ねこじた

パフューム ある人殺しの物語のねこじたのレビュー・感想・評価

4.0
Qにメルヴィル。
配役のツボを押さえて来るベンウィショーの出世作、膝を揃えて再鑑。原作ファン。

嗅覚の話しだが、視覚効果に優れてる。印象派の画家さながら絵画調な映像美。

香りを受ける様をファンタジー調でなく、例えば、脇汗で表現したりしてゾクゾク来る。

台詞は少なくし、指のショットは多くする。野生的なエロスの絶妙な演出。
心の交流場面、ほぼ無いのも良い。

前半と後半では光の使い方が真反対。
前半は暗い背景で、女性に不慣れな様子の可愛いグルヌイユ。

影を消し、後半は明るさを全面的に出す。そこに、女も殺人も、ただ香水を作るための副産物とした邪悪なグルヌイユが現る。
激変のコントラストは、とても楽しい。

終盤、トランス状態の群衆による愛の交歓。香り立つ裸体の洪水。恍惚の乱交。体育館に毎週集合して、猛練習したらしいよ(笑)

初鑑では気に留まらなかったけど、殺害を受け入れたかのようなローラの強い眼差しが刺さった。
迷路でのキスの時も感じたのだが、ある意味、グルヌイユを彼女の救世主としたのかも。

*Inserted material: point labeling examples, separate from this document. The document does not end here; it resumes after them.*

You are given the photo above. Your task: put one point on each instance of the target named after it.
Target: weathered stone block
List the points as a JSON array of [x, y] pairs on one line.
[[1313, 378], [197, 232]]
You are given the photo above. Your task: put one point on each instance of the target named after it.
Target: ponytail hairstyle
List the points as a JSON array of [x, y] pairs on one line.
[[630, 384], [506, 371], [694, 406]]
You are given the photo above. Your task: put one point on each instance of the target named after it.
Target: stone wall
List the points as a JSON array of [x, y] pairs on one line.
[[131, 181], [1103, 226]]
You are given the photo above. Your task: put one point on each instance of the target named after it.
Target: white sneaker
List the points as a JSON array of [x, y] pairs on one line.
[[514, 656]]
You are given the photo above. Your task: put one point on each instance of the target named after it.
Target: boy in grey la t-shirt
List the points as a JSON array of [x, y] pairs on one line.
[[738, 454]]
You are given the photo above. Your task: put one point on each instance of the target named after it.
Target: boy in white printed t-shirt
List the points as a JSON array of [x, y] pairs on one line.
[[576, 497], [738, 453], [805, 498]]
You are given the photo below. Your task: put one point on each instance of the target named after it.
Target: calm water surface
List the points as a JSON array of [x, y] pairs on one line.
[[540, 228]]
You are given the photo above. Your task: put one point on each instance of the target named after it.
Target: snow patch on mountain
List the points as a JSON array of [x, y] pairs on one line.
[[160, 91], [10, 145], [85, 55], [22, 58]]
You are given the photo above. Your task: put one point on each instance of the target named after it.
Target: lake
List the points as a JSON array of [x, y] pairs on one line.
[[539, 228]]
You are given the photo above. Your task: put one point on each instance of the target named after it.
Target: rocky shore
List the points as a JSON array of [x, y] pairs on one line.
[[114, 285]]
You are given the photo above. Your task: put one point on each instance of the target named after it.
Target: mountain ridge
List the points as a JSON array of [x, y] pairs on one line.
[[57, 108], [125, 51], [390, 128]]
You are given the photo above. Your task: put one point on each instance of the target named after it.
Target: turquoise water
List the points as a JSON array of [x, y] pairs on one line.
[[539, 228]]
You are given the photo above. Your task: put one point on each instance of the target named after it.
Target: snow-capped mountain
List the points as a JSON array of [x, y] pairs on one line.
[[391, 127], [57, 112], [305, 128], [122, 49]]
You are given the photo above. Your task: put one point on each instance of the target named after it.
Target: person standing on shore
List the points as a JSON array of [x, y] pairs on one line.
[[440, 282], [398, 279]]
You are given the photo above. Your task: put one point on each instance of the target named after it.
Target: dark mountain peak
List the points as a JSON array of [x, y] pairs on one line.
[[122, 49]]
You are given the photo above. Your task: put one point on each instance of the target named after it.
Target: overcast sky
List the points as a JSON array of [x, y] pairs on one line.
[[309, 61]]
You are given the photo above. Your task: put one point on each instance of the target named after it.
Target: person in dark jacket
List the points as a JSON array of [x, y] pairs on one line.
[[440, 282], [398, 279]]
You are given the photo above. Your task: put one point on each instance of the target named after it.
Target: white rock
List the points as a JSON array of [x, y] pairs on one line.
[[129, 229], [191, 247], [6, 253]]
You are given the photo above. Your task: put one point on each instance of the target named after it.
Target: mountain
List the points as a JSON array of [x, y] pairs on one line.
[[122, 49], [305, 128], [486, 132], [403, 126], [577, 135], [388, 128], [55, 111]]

この辺、原作には無いが、監督が彼へ示した愛情のような気がする。
映画では、愛し愛される自分には出逢えぬ絶望感を軸にした悲劇性が強め。

しかし、ダスティンとアランは、18世紀のズラ似合うね、めっちゃ貴族(笑)
この時60才超えたダスティホフマンの遊び心満載の演技は、まだ若いベンより可愛いさが上回って必見です。